快艇在壯漢手中,宛如怒海狂鯊,在水上掀起一連串逐漸散開的蛛網漣漪。
原本七八分鐘的水路,他只用了四分半鐘。除了高明的心電,也證明壯漢對快艇這一類載具的駕駛經驗相當豐富。
此時已經入夜了,昏黃的月亮被水紋揉得粉碎,水上能見度很低,岸上的燈塔周圍有飛鳥盤旋,快艇停靠的地方依舊是一片沒什么人的淺灘,要跋涉一段水路才能上岸。
谷天宇心里還是縈繞著揮之不去的陰霾,他知道即便有春生這個心電高手在,現在的局面依然很難收拾干凈。
壯漢一言不發,欠著身子鉆出船艙。
谷天宇安慰了孫少棠兩句,也跟了上去。
壯漢把快艇鑰匙扔給谷天宇,主動把艙門鎖了,邁步躍到水里,整個快艇明顯往上浮了一寸。水才堪堪沒過他的膝蓋。
谷天宇做了個深呼吸,強迫自己鎮定下來,緊跟著也下到水里。
兩人摸著黑,一起往岸邊走去。
“你帶表了么?現在是什么時間?”
谷天宇問道。
壯漢從懷里掏出一塊銅制的老懷表,撥開表蓋,發出清脆的錚鳴。
“七點二十八分。”
我和孫少棠是七點零二逃跑的,才過去了二十六分鐘。
“回去!回孫少棠的家。”
“你不怕自投羅網么?”
壯漢斜睨著少年。
“周大春死了,孫少棠只是一個女學生,不把她抓到,那些保鏢沒辦法向雄闊海交差。我知道這些人的體貌特征還有車牌號。如果能把他們一網打盡,把尸體統統處理掉,今天的事就不會有人知道。”
“這聽起來只是你的臆想,而且有必要這么麻煩么?聽你的描述,龍皮會從頭到尾都沒有發現你的存在。
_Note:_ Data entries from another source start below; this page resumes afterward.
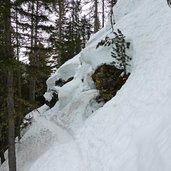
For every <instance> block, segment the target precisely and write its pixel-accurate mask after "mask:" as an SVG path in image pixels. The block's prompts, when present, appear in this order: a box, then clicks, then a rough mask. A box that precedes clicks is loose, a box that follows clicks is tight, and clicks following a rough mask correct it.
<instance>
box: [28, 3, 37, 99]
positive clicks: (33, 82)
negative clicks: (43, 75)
mask: <svg viewBox="0 0 171 171" xmlns="http://www.w3.org/2000/svg"><path fill="white" fill-rule="evenodd" d="M34 24H35V23H34V2H32V16H31V52H30V66H31V67H32V68H31V75H30V84H29V100H30V101H31V102H35V94H36V81H35V76H34V71H33V70H35V56H34V55H35V54H34V52H35V49H34V30H35V26H34Z"/></svg>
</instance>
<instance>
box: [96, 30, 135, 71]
mask: <svg viewBox="0 0 171 171" xmlns="http://www.w3.org/2000/svg"><path fill="white" fill-rule="evenodd" d="M113 34H114V35H115V37H114V38H109V37H105V40H101V41H100V42H99V43H98V44H97V47H96V48H98V47H99V46H110V45H112V52H111V56H112V57H113V58H114V61H113V62H112V64H114V66H115V67H117V68H119V69H123V71H124V73H125V74H127V66H130V61H131V59H132V58H131V57H130V56H128V55H127V54H126V50H127V49H129V48H130V42H127V41H126V40H125V36H124V35H123V33H122V32H121V31H120V30H119V29H118V30H117V31H116V32H113Z"/></svg>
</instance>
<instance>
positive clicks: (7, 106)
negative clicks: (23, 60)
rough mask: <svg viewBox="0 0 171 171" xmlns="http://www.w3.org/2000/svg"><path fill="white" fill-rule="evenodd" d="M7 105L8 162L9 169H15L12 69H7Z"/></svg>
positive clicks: (14, 127)
mask: <svg viewBox="0 0 171 171" xmlns="http://www.w3.org/2000/svg"><path fill="white" fill-rule="evenodd" d="M7 86H8V96H7V107H8V142H9V149H8V162H9V171H16V156H15V111H14V90H13V70H12V69H11V68H9V69H8V73H7Z"/></svg>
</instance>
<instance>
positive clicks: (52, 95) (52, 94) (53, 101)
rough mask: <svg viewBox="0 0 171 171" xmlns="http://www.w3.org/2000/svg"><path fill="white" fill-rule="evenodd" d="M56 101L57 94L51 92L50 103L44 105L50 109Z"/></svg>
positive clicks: (54, 104) (57, 99)
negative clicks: (45, 105)
mask: <svg viewBox="0 0 171 171" xmlns="http://www.w3.org/2000/svg"><path fill="white" fill-rule="evenodd" d="M58 100H59V99H58V94H57V93H56V92H53V93H52V99H51V100H50V101H45V104H46V105H48V106H49V107H50V108H52V107H53V106H54V105H55V104H56V102H57V101H58Z"/></svg>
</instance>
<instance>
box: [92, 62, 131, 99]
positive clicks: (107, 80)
mask: <svg viewBox="0 0 171 171" xmlns="http://www.w3.org/2000/svg"><path fill="white" fill-rule="evenodd" d="M123 73H124V72H123V70H121V69H118V68H116V67H115V66H114V65H108V64H103V65H101V66H99V67H98V68H97V69H96V71H95V72H94V74H93V75H92V79H93V81H94V82H95V85H96V88H97V89H98V90H99V97H100V98H102V99H103V100H104V101H105V102H107V101H109V100H110V99H111V98H112V97H114V96H115V95H116V93H117V91H118V90H119V89H120V88H121V87H122V85H123V84H125V82H126V80H127V79H128V77H129V75H130V74H127V75H126V74H123Z"/></svg>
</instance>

如果那個女孩人間蒸發,你自然甩脫了和這件事的干系……”
“不行!”谷天宇打斷了春生。
“為什么?”
“周大春是被我勒死的,明眼人一看現場就知道至少有兩個人。我和孫少棠在學校的關系很好,校衛眼睜睜看到我們兩個一起走出校門,這種事根本經不起調查。”
“那你能保證你的小女朋友守口如瓶么?”
谷天宇咬了咬嘴唇:“我不知道。走一步看一步吧。”
壯漢終于收回了目光,臉上沒有表情:“姚工讓我聽你的指揮,你自己決定。”
兩個人的交流很短促,但腳步不停。
“孫少棠說,周大春身邊一共有五個人。我雖然沒見過,但是那個周大春在龍皮會的地位不低,他身邊的人恐怕不是酒囊飯袋,你一個人有把握對付么?”
“那要看他們身上帶槍沒有。”
“就當他們沒有呢?”
春生的臉上泛起一絲野性的笑容。
“那五十個也沒問題。”
夜色越發濃稠,遠方汽笛不時發出轟鳴,江上水波涌動。
幾只膽子大的水歐撲打著翅膀落在汽艇上,突然,一道引擎渦輪的聲音由遠及近,嚇得孫少棠急忙把船燈打滅,艙內頓時一片漆黑。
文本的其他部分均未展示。